New York Mayor Bill de Blasio said Wednesday a funeral for an ultra-Orthodox rabbi that drew thousands of mourners in Brooklyn "was absolutely unacceptable," and he warned that police will start issuing summonses or arrest violators at similar gatherings. 

"It was a large gathering, again, tragically thousands of people. The amount of danger created by that kind of gathering is inestimable," de Blasio said at a press conference. "People will die because of it, which goes against everyone's values."

Jewish organizations blasted the mayor's comments.

Police didn't issue any citations at Tuesday night's funeral for Rabbi Chaim Mertz, but that will change, a police spokesperson said. De Blasio and NYPD Commissioner Dermot Shea said they are done warning people who violate social distancing guidelines. The rabbi died of Covid-19 at age 73, NBC New York reported.

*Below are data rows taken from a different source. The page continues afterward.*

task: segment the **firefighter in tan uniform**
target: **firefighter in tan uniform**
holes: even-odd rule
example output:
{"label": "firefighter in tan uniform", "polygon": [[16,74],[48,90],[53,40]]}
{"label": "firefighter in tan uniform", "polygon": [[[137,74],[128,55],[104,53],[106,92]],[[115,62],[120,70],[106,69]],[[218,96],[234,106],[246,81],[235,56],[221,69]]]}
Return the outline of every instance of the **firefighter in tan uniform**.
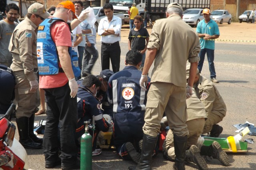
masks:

Shea said "probably several thousand people" gathered on one block for the funeral, which was broken up by the NYPD. 

"That event last night never should have happened, it better not happen again," Shea warned. "You are putting my cops' lives at risk and it's unacceptable."

On Tuesday night, de Blasio sent police to Brooklyn where a massive crowd of people could be seen in the streets attending the funeral. The mayor sent a series of tweets scolding the gatherers, saying he went to the scene himself to ensure the crowd dispersed. 

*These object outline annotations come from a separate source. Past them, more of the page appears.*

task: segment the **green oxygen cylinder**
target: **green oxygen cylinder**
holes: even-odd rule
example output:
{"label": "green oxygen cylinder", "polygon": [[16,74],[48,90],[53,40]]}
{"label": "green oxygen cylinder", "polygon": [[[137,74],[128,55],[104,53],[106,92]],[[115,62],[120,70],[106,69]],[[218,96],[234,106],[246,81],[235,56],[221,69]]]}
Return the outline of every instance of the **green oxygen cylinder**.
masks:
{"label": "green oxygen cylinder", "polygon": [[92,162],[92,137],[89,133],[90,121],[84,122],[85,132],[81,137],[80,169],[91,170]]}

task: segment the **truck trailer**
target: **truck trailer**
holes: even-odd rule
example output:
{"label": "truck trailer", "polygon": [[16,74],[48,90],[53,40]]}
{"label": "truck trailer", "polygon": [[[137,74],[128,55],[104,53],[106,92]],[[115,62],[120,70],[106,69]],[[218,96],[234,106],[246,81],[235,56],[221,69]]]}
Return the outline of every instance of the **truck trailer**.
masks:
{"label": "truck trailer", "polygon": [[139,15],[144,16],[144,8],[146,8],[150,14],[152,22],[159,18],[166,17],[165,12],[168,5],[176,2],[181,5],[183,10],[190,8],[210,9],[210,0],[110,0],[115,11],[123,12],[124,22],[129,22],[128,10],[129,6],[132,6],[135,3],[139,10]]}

De Blasio said he understood the instinct to gather and mourn, but he has now instructed the NYPD to take a "zero tolerance" policy to large gatherings.

The mayor's actions, however, also drew criticism on Twitter for singling out the Orthodox Jewish community.

Jonathan Greenblatt, CEO of the Anti-Defamation League, said the mayor's comments were "outrageous, especially when so many are scapegoating Jews."

The American Jewish Committee tweeted: "We deserve better from our leaders than generalizations and fingerpointing."

The Orthodox Jewish Public Affairs Council accused the city of having a double standard because police did not break up large gatherings of spectators viewing the Navy's Blue Angels and the Air Force's Thunderbirds honoring essential workers on the same day as the funeral.

 

Sen. Ted Cruz, R-Texas, said "Laws should be enforced neutrally (without) targeting religious faith."

De Blasio said he wasn't singling out the Jewish community for scorn, adding that "there will be no large gatherings of any kind, anywhere."

"We are talking about thousands of people in close proximity in one site. We will never ever allow something like that to go unchecked anywhere," he said.